• Some users have recently had their accounts hijacked. It seems that the now defunct EVGA forums might have compromised your password there and seems many are using the same PW here. We would suggest you UPDATE YOUR PASSWORD and TURN ON 2FA for your account here to further secure it. None of the compromised accounts had 2FA turned on.
    Once you have enabled 2FA, your account will be updated soon to show a badge, letting other members know that you use 2FA to protect your account. This should be beneficial for everyone that uses FSFT.

Isolating network performance issues

ThatITGuy

Gawd
2FA
Joined
May 5, 2017
Messages
682
Hi all,

I am wanting to learn more about what tools to use for isolating network issues across a network. My current problem revolves around performance taking a hit when my kids are on their tablets streaming, but I have also wanted to identify where the slow downs are in my network and identify potential issues (cable going bad, etc.) to be a bit more proactive. I know I can ping from a device to another device and see some slowdown, but that doesn't always show the issue. I have also used tracert in the past, but that isn't always showing me anything either. What other tools/commands do you use to help isolate issues? If there is a device on the network that is causing all of the load, how do you find which one it is (other than going to each one, unplugging from network, and then see if issue is resolved..... since this may not work as much with transient bursts causing issues).
I currently have Gig Fiber feeding into the AT&T modem/router, which feeds a switch. I have an AP connected to the switch, along with my computers, and other devices.
 
Performance on your network, or your Internet performance and bandwidth?
 
Internal network would be the priority. I can ping/tracert and find most internet connectivity problems
 
Hi all,

I am wanting to learn more about what tools to use for isolating network issues across a network.
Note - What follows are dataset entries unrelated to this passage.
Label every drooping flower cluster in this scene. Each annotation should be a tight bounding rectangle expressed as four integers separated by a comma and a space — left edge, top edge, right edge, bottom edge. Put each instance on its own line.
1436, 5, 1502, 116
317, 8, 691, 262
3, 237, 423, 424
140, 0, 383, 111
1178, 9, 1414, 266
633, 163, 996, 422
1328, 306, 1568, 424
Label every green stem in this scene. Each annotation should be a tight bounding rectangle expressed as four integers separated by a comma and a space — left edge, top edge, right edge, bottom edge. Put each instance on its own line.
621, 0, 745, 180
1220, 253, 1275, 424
My current problem revolves around performance taking a hit when my kids are on their tablets streaming, but I have also wanted to identify where the slow downs are in my network and identify potential issues (cable going bad, etc.) to be a bit more proactive. I know I can ping from a device to another device and see some slowdown, but that doesn't always show the issue. I have also used tracert in the past, but that isn't always showing me anything either. What other tools/commands do you use to help isolate issues? If there is a device on the network that is causing all of the load, how do you find which one it is (other than going to each one, unplugging from network, and then see if issue is resolved..... since this may not work as much with transient bursts causing issues).
I currently have Gig Fiber feeding into the AT&T modem/router, which feeds a switch. I have an AP connected to the switch, along with my computers, and other devices.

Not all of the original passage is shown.